①田中教子「短歌と俳句」針鼠とく奔りけり人の世の鬼才といふはさびしかりけり 前登志夫 〈「針鼠」は誰かわからないが「鬼才」と呼ばれた人のイメージだろう。彼は針鼠のように恐ろしく近寄りがたい存在だったが、「とく」は早くの意味で、早世したものと思われる。〉この歌いいなあ。田中の読みにも惹かれる。「とく奔りけり」が早世したことだと読むとこの歌が深くなってくる。〈二度の「けり」は鬼才に対する重い哀切の響きとなっている。

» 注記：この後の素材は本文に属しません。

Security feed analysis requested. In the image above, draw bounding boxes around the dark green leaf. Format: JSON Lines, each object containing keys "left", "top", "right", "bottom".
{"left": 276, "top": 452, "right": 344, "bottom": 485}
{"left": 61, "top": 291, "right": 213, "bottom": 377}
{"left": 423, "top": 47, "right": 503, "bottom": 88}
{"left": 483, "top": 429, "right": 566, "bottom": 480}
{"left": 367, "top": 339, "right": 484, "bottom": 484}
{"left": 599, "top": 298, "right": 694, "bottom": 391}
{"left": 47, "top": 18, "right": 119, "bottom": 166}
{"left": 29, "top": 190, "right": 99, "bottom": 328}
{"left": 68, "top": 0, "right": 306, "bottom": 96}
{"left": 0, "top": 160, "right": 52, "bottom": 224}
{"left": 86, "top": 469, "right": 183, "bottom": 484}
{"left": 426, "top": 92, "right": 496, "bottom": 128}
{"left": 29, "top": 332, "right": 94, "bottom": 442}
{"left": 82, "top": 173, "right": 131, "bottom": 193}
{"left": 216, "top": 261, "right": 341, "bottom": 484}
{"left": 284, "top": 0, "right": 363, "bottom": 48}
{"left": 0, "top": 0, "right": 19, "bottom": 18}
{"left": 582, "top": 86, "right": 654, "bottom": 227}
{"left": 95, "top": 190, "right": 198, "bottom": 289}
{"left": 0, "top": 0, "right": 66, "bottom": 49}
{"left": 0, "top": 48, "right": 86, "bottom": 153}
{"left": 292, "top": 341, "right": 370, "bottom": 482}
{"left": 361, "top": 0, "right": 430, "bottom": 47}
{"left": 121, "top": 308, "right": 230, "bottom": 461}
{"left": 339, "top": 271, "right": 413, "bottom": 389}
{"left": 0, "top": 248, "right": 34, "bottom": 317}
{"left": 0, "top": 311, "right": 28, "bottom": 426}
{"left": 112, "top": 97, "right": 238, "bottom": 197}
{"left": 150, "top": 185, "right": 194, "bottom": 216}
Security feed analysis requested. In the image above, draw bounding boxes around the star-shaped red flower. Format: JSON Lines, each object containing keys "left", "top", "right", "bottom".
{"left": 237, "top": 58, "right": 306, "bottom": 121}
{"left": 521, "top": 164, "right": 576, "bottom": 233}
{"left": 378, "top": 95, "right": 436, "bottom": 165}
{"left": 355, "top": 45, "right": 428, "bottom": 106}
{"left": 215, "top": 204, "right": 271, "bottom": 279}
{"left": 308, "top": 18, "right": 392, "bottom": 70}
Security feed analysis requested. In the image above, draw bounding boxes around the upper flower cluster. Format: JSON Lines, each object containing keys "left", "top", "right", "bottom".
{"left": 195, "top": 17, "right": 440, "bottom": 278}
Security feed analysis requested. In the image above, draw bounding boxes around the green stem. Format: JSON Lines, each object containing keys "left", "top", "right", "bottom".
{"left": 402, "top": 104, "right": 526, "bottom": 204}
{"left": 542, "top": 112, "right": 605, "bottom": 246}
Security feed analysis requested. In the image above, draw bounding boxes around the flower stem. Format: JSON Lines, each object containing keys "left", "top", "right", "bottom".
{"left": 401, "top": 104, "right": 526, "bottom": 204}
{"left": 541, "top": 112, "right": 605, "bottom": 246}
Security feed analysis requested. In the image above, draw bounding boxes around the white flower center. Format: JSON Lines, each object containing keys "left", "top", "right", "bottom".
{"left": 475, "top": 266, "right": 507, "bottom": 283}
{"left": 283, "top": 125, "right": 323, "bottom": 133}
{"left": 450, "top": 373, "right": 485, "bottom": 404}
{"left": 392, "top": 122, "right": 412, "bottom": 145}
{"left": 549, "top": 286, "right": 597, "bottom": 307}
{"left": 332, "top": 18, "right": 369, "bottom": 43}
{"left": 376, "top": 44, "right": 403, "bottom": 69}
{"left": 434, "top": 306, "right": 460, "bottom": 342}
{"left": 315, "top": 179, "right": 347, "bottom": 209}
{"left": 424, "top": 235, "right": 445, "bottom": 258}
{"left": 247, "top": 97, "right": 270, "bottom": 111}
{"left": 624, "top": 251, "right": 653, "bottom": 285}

〉「けり」の二度使用を、斎藤茂吉の「たたかひは上海に起こり居たりけり鳳仙花赤く散りゐたりけり」から考察している。

いっせいに飛び立つ鳥の名は呼ばず飛び去らせたり昨日の空へ 佐伯裕子 鳥が飛び去って行くのが「昨日」だ、という不思議さ。鳥が異界との交感の使者だという捉え方だろう。鳥の名は知っているが呼ばない。主体も鳥と同じ異界を見たことがあるかのようだ。

与太郎は与太郎のまま愛されて喜びのうちに飴を売りにき 大口玲子 子供をその子そのまま愛するのは意外に難しいものだ。親は自分の子供時代と比べて、せめてそれと同じぐらいは、出来ればそれを上回ってほしいと思う。親と子が別人格だと自覚するのは口で言うほど簡単ではない。

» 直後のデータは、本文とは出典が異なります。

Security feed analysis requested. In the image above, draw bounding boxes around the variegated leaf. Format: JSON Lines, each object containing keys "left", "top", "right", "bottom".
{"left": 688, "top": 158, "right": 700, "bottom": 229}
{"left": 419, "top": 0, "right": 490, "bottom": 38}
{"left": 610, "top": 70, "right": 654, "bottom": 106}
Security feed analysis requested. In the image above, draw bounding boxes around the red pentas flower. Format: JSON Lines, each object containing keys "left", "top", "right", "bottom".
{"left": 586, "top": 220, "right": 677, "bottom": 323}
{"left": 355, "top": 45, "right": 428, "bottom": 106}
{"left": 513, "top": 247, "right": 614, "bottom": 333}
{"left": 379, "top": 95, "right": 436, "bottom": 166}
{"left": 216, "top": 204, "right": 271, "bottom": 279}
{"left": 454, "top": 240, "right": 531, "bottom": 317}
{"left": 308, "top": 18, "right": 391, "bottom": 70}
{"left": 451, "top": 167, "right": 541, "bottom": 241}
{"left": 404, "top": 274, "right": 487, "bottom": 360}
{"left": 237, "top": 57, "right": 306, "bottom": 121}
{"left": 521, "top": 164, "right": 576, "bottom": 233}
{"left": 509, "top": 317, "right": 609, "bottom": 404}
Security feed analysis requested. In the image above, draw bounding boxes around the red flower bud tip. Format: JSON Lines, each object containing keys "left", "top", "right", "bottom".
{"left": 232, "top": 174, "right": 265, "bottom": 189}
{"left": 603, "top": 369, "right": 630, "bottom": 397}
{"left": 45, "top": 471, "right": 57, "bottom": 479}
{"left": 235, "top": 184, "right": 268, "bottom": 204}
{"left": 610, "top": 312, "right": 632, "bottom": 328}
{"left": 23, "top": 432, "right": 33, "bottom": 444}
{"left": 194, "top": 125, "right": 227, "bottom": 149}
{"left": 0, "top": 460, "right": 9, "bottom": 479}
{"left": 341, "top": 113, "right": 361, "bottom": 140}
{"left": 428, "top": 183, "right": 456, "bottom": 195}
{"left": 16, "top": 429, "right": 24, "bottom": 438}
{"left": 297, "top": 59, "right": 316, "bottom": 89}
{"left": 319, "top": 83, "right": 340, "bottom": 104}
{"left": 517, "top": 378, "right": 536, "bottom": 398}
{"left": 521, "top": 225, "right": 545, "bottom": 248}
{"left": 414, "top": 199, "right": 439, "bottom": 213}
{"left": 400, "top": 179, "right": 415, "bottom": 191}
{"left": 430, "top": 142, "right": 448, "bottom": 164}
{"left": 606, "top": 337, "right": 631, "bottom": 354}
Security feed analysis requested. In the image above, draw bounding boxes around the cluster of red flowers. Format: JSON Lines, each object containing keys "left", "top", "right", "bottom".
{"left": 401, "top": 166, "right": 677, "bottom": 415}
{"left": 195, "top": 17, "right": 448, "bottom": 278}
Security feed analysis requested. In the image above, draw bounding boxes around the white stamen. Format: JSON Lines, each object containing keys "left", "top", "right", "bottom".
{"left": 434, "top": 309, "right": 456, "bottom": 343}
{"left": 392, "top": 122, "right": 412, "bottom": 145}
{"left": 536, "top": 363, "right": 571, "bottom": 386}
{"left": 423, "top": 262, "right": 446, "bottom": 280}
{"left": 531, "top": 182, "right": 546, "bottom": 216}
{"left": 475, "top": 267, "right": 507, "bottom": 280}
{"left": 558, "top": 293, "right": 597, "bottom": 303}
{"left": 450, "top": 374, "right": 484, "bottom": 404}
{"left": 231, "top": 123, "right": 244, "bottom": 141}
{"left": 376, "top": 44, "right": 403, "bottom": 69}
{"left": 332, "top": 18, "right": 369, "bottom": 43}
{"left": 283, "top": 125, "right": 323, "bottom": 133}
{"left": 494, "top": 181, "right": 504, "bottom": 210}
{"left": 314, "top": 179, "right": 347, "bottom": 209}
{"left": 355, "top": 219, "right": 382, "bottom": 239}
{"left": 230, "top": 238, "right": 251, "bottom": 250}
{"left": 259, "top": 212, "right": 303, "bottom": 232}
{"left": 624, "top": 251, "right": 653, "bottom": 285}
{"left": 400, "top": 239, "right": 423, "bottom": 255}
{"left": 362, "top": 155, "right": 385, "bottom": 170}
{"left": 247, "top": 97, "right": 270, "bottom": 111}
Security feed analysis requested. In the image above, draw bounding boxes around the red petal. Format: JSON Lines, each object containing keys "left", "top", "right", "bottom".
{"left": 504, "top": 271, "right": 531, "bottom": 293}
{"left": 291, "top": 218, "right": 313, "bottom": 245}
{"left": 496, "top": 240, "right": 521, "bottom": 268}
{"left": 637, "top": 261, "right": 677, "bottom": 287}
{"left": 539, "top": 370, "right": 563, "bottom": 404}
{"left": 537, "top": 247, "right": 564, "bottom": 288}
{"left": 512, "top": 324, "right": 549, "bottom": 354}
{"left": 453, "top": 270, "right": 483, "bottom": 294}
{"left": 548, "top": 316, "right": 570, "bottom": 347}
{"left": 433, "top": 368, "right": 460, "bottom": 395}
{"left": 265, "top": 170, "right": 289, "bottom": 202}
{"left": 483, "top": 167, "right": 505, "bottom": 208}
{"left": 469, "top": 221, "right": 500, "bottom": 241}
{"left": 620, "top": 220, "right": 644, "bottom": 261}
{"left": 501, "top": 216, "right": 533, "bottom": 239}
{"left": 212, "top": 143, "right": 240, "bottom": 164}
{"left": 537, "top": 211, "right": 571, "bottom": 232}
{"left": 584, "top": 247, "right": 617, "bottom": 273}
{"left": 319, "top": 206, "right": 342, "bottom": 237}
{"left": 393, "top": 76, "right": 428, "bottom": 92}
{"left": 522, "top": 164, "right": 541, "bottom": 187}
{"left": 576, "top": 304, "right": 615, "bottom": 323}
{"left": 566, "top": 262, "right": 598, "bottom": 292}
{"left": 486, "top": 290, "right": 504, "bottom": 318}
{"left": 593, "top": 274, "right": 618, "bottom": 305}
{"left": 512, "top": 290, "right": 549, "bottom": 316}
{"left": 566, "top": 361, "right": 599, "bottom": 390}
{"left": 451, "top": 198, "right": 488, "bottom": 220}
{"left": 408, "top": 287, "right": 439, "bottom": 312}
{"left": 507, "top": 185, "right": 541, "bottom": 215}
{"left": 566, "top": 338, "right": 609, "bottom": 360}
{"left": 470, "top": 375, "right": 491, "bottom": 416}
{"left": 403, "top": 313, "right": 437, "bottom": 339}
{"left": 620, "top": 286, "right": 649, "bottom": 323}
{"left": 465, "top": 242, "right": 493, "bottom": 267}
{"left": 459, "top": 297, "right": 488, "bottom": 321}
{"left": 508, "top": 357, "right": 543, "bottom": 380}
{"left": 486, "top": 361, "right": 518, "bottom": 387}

④加古陽「新聞歌壇の過去・現在・未来」〈今と同じように選歌欄を設けて掲載しはじめたのは一九〇〇(明治三十三)年、正岡子規が選者となった「日本」が最初とされる。〉新聞歌壇を考察した特集「新聞歌壇の現在」の総論。歴史的な資料としての価値も高い論だ。

〈こうして投稿者や読者が物語を共有できるのは、新聞歌壇の歌の多くが作者の人生に根ざしてることと深く関係する。歌に人生が表れていないと、読者は作者の物語を追いかけられないからだ。それは伝統的な選のあり方とも関係する。〉一理あるが一首ごとなのでそこまで人生出てるかなあとも思う。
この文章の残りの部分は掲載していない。